File archiving overview

Storing large amounts of data in the cloud is a convenient way to have it available for computation. Instant availability is, however, not always our primary concern

Sometimes we have to deal with "cold" data – files that are not required for processing and have a very low chance of being accessed over a longer time period, but must nonetheless remain available for compliance with local and federal laws, best practice guidelines and internal processes – such as input and output files belonging to completed analyses.

Data that will not be used for some time (typically over three months) can be moved into archival storage. Archived files are billed at a significantly reduced price compared to the data which is always available.
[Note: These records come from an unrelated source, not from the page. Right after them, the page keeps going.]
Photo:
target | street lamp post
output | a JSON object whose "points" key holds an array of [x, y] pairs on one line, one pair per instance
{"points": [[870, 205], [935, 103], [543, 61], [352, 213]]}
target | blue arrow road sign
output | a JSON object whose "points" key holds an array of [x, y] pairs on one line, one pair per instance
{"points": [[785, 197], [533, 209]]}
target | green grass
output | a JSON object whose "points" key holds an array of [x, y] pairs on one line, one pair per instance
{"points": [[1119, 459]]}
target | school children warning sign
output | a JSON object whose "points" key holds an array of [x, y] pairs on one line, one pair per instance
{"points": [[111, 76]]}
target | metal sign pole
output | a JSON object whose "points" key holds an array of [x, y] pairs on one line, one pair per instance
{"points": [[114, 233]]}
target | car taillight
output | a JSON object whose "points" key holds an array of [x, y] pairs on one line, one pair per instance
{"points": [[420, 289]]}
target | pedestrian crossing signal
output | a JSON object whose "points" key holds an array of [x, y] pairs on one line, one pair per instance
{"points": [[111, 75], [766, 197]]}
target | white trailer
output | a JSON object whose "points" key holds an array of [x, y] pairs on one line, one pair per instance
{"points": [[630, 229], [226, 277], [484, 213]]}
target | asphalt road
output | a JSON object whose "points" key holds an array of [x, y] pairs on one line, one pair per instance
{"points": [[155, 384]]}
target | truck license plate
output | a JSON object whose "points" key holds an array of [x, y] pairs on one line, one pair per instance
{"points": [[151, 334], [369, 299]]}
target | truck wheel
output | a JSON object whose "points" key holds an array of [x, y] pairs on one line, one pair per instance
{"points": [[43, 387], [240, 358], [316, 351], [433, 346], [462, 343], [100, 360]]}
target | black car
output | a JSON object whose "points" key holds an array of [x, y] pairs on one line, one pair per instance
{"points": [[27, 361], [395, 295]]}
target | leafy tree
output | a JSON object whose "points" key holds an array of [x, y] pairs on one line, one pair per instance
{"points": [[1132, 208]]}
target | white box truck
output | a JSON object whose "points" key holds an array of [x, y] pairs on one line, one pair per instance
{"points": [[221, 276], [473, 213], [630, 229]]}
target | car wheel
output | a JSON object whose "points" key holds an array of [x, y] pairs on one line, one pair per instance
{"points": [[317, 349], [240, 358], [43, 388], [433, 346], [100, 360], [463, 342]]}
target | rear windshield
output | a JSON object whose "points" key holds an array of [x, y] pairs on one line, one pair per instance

This makes archival a good solution for infrequently accessed files.

📘

The CGC currently offers Amazon Glacier as the archiving back-end. For up-to-date pricing information in the storage services that the CGC supports, please refer to the official pricing plans at Amazon Glacier.

Cost Savings

Depending on the storage service used, storing data in an archive typically costs around a third as much as storing data that is always available.

As with all other costs for user-uploaded data hosted on the Platform, the CGC passes the charges that we incur for archiving data directly to the customer without markup.

📘

In July 2015, Amazon's S3 in the US East region charged $0.0275-0.03 per gigabyte of standard storage data per month. A gigabyte of data stored in Amazon's archiving facility, Glacier, in the same region was billed at $0.007 per month. Keeping data in Glacier rather than S3 would yield monthly savings of approximately 60%.

In addition to data hosting charges, Amazon Glacier may charge additional archival, restoration or early deletion fees. If you incur these additional costs, then we will pass them on to you without markup.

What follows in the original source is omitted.